Peter était en train de réfléchir dans son bureau, dans moins de deux semaines, il allait rencontrer le régime le plus antagoniste de Menkelt. Il ne savait absolument pas comment la rencontre allait se passer, il n'en avait aucune idée. Que diable voulait bien le Grand-Kah ? La commande militaire l'avait profondément étonné, les propositions par missives aussi. Qu'est-ce que les communalistes voulaient seigneur ?

''Tu sais qui sont les gars que tu vas rencontrer ?''

Galahad Vi Bretonnia avait brisé le silence qui s'était installé dans le bureau, ce dernier était en train de tailler un morceau de bois avec son couteau de milicien. Le jeune homme était le chef des milices Bretonniennes, Galahad était issu d'une famille bâtarde de la famille impériale, son arrière-arrière-arrière grand père naquit de l'union de l'ancien empereur Griffith II et d'une maîtresse.

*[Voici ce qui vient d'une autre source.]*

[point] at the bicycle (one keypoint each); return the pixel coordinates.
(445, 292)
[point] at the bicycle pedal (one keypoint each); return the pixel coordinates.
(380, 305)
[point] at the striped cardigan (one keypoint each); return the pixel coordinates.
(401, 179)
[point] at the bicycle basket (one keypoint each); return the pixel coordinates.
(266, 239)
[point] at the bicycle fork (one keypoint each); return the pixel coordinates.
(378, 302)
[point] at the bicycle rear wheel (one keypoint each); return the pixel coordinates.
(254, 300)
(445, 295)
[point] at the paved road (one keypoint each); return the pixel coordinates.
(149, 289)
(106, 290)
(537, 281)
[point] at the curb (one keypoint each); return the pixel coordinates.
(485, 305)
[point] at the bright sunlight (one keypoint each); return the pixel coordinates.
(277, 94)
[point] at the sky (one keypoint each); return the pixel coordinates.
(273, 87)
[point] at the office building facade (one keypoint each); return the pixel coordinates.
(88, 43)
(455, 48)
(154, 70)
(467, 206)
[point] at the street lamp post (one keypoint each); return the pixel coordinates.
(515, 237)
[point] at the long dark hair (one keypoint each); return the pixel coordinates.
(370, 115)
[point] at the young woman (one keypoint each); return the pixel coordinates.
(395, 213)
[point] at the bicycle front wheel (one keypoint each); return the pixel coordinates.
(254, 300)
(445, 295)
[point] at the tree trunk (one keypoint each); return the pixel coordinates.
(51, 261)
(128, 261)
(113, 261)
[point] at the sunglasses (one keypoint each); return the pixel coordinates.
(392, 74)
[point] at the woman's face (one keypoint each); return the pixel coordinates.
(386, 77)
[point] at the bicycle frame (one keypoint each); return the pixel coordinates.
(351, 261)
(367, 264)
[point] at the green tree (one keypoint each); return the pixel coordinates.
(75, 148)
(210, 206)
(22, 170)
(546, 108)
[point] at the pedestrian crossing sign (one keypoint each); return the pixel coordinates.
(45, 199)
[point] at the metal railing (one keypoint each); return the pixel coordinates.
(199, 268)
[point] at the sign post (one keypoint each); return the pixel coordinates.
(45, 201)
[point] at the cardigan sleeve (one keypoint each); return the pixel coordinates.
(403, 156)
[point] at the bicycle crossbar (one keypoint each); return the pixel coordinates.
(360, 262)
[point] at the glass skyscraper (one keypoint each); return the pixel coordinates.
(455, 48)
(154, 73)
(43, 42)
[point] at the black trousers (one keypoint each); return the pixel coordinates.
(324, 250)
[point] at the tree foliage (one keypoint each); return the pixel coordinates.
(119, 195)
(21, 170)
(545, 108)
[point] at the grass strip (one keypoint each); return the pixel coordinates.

Un bâtard qui était devenu, via les aléa curieux et hasardeux de la vie, un des nombreux chiens de guerre du Premier ministre et de l'idéologie archéotraditionnaliste. Galahad était l'un des plus grands fidèles de Peter Kibener.
Le premier ministre menkien, l'air absent et tournant autour de son fauteuil répondit sobrement.

''Je n'en sais strictement rien pour le moment, je vais avoir l'information demain.... Normalement.''

''Moi j'dis qu'tu d'vrais me laisser vous rejoindre avec Patrick. On devrait leur faire peur même ! Je peux vous accompagner pendant la rencontre et si les représentants Kah-tanais font un peu trop les cons avec nous, j'peux leur donner deux-trois coups de matraque par si, par là. ''

''T'es un marrant toi... Cassez la gueule à des représentants de la deuxième puissance du monde. Quelle bonne idée !''

Peter soupira.

''Ce n'est pas avec toi, Galahad, que je vais montrer une bonne image de notre pays.''

''Ne ran ket forzh.''

Sur ces mots, qui signifiaient littéralement j'en ai rien à foutre en Bretonnien, Galahad lâcha un mollard sur le crachoir à côté de lui.

''Qu'est ce qu'on peut s'en foutre de ce qu'ils pensent de nous ou si la rencontre se passe mal ! On ne doit rien à ces enfoirés de communalistes bordel ! Et je suis certain en plus qu'ils sont derrière la chute de l'Altrecht ! Toute façon c'est soit eux, soit l'Estalie ! Et puis merde ! Depuis quand on montre patte blanche aux coco' ? Enfin ! Peter, réveille toi !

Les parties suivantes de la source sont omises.